I found the article by Prof. James Youniss (July 4-11 issue)interesting and informative. From the information provided it does seem that Germany is now a nation of christian values. However, it would seem to me that German society tends to be somewhat socialistic as well. I prefer the more capitalistic society in the USA. Here I do practice my Catholic religion openly and proudly. And yes, I even attend Mass every Sunday and sometimes during the week as well.
Youniss trumpets the the benefits of German policy such as railroads, schools,healthcare and the like as if they grew on trees and the only moral question is whether or not to pick them. He does not see costs. and they are plenty.

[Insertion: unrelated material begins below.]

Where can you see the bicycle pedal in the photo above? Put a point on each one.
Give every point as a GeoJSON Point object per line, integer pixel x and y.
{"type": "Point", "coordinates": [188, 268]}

Germany can boast of a structural unemployment rate of over 11% and an abyssmal employment rate of just above 60%. Germans can also be proud of a decade of nearly noexistant growth coupled with stagnant wages and 50% marginal tax rates.
The "experts" Youniss refers to understand that these are the costs of the excessive German model. What's more they know that if the model is not significantly modified, particularly pensions resulting from demographics, the country will be forced abandon the model altogether. And, if demographic trends continue they may be forced to import a workforce to finance the shadow of social welfare that will be left. Then, Germany will not only cease to be Christian, it will cease to be German.
The Epicuran garden described by Youniss is only marginally Christian because it fundamentaly farce. It will not be sustained, in fact it has been in decline for more than a decade, because it cannot be sustained. I suspect that Germans are more christian, in practice, than they receive credit for. The test will come when cercumstances force the systematic dismantling of their social model. Let us all pray that charity prevails then.
i, at 70, care not if we turn at all, but it is to the young people, from the breasts to the board rooms, that we MUST turn.